(Sharecast News) - Engineering company Weir said on Thursday that it had delivered both "order growth and strong execution" in the first quarter, with its margin expansion programme said to be on track.

Weir stated group orders in the quarter were up 4%, with original equipment orders 22% higher, while after-market orders were flat against a prior year comparator which was a peak quarter for infrastructure.

Quarterly revenues and operating margins both grew in the three months ended 31 March, with the company telling investors that it was on track to deliver its target of 17% operating margins in 2023.

Minerals after-market orders were 5% higher, thanks to positive mining production trends and installed base growth, while ESCO total orders were down 6%, reflecting infrastructure markets and Q1 2022 pre-buy.

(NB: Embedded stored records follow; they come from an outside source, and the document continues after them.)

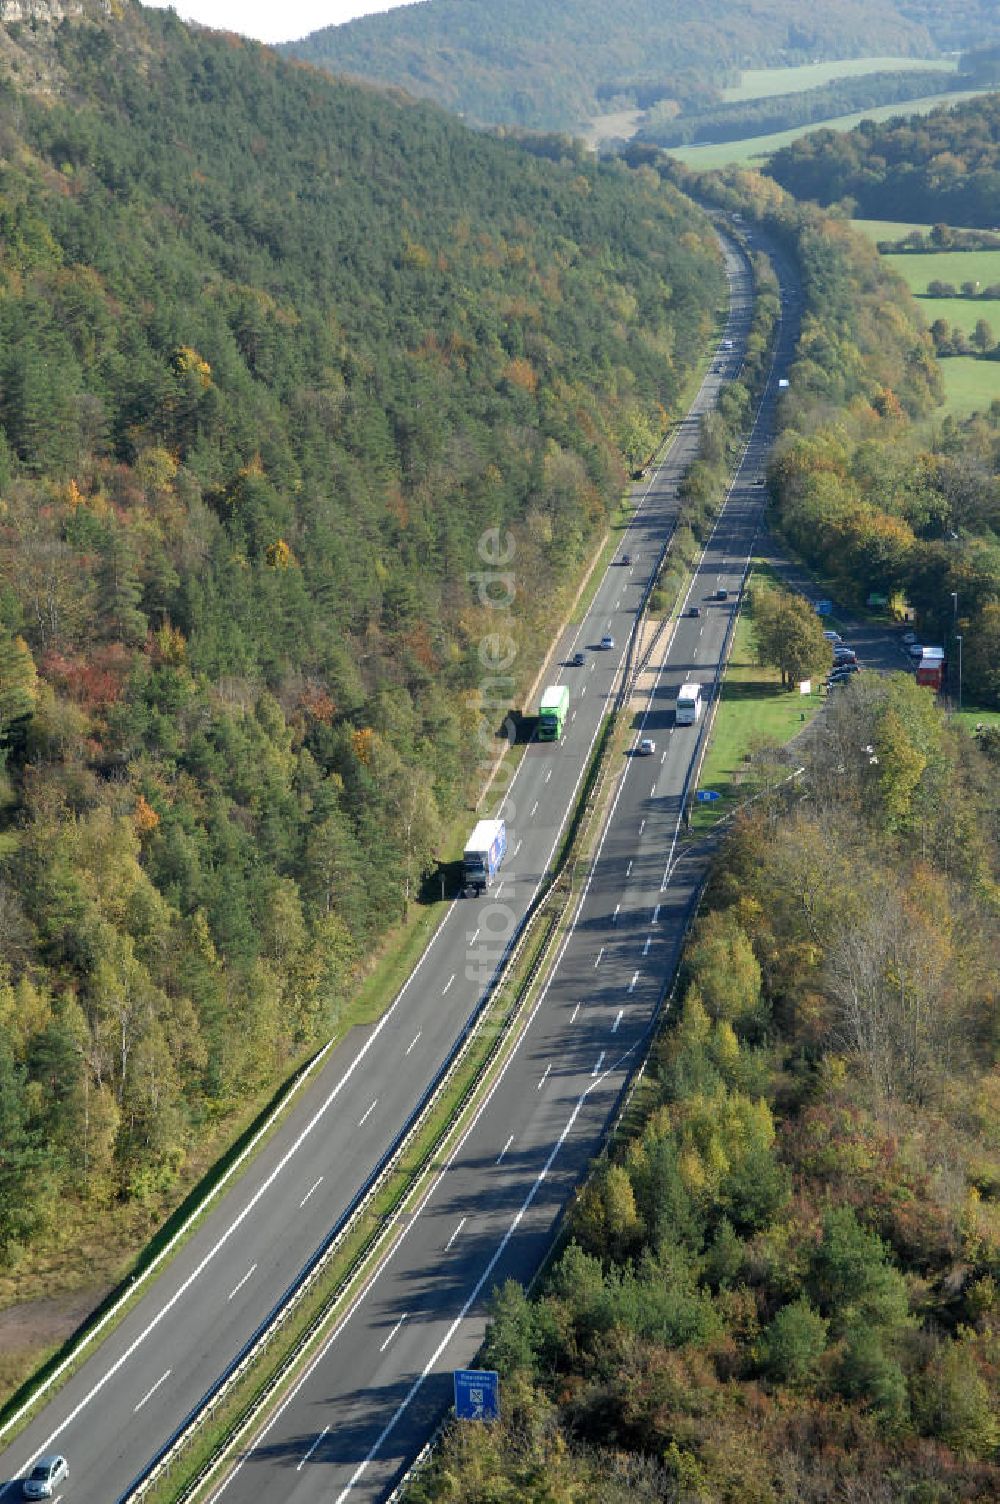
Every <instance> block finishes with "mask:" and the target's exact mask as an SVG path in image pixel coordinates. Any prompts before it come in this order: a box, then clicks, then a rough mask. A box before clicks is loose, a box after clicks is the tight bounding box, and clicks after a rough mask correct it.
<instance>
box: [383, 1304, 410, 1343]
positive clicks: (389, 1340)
mask: <svg viewBox="0 0 1000 1504" xmlns="http://www.w3.org/2000/svg"><path fill="white" fill-rule="evenodd" d="M405 1321H406V1311H403V1314H402V1316H400V1319H398V1321H397V1324H395V1327H394V1328H392V1331H391V1333H389V1334H388V1337H386V1339H385V1342H383V1343H382V1346H380V1348H379V1352H385V1349H386V1348H388V1345H389V1343H391V1342H392V1337H394V1336H395V1333H397V1331H398V1330H400V1327H402V1325H403V1322H405Z"/></svg>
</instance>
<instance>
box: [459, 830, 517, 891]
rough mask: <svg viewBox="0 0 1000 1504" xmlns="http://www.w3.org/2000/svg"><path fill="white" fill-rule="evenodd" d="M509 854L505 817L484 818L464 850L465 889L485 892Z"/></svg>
mask: <svg viewBox="0 0 1000 1504" xmlns="http://www.w3.org/2000/svg"><path fill="white" fill-rule="evenodd" d="M505 856H507V826H505V824H504V821H502V820H480V823H478V826H477V827H475V830H474V832H472V835H471V836H469V839H468V841H466V844H465V851H463V853H462V881H463V884H465V890H466V892H469V889H472V892H474V893H484V892H486V889H487V887H490V886H492V883H493V878H495V877H496V874H498V872H499V869H501V863H502V860H504V857H505Z"/></svg>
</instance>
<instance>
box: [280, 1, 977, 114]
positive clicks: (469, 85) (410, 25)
mask: <svg viewBox="0 0 1000 1504" xmlns="http://www.w3.org/2000/svg"><path fill="white" fill-rule="evenodd" d="M974 5H976V6H979V11H980V20H982V27H980V30H979V33H974V32H973V35H979V36H980V38H982V35H983V30H985V32H994V33H997V39H1000V30H998V27H997V20H995V17H994V14H992V6H991V3H989V0H974ZM970 21H971V18H970ZM284 51H287V53H290V54H293V56H296V57H302V59H305V60H307V62H311V63H317V65H319V66H322V68H326V69H329V71H331V72H346V74H358V75H361V77H364V78H374V80H380V81H383V83H394V84H398V86H400V87H403V89H406V90H409V92H411V93H414V95H420V96H429V98H432V99H436V101H438V102H439V104H444V105H445V107H447V108H450V110H456V111H460V113H462V114H463V116H465V117H466V119H469V120H475V122H481V123H511V125H522V126H529V128H532V129H571V128H573V126H576V125H579V122H580V120H583V119H585V117H588V116H589V114H594V113H595V111H597V110H600V108H605V110H609V108H617V107H627V105H635V104H639V105H641V107H644V108H645V107H647V105H648V104H650V102H653V101H654V99H681V101H686V99H690V98H702V99H704V98H708V99H711V98H717V92H719V89H720V87H722V84H725V83H728V81H729V78H731V77H735V72H737V69H740V68H753V66H756V68H762V66H770V65H786V63H803V62H815V60H817V59H821V57H833V59H842V57H865V56H869V57H871V56H875V57H877V56H901V54H905V56H919V57H923V56H932V54H934V53H935V42H934V38H932V33H931V32H929V30H928V29H926V27H925V26H923V24H920V21H919V20H910V18H907V17H904V15H902V14H901V6H899V3H898V0H868V3H865V0H838V3H836V5H832V6H803V5H800V3H798V0H755V3H753V5H752V6H747V5H743V3H740V0H704V3H702V5H698V6H692V5H690V3H687V0H615V3H614V5H605V3H602V0H547V3H546V5H538V3H537V0H496V3H486V0H426V3H423V5H409V6H398V8H395V9H394V11H391V12H389V14H386V15H371V17H362V18H361V20H356V21H350V23H347V24H346V26H334V27H325V29H323V30H322V32H314V33H313V35H311V36H307V38H304V39H302V41H299V42H290V44H287V47H286V48H284Z"/></svg>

Chief executive Jon Stanton said: "The value creation opportunity for Weir is compelling. The mining industry needs to produce more critical metals to support the transition to net zero, and must extract these in a more sustainable way. Our leading global brands, engineering capability, and technology-led strategy means we are well placed to capitalise. This opportunity, together with our Performance Excellence programme, underpins our growth, margin expansion, and cash conversion targets.

"Our strong execution and order book growth in the first quarter reinforces our confidence in achieving our 2023 guidance. We are on track to deliver another year of growth in revenues and our operating margin target of 17%."

As of 0815 BST, Weir shares were down 2.41% at 1,847.34p.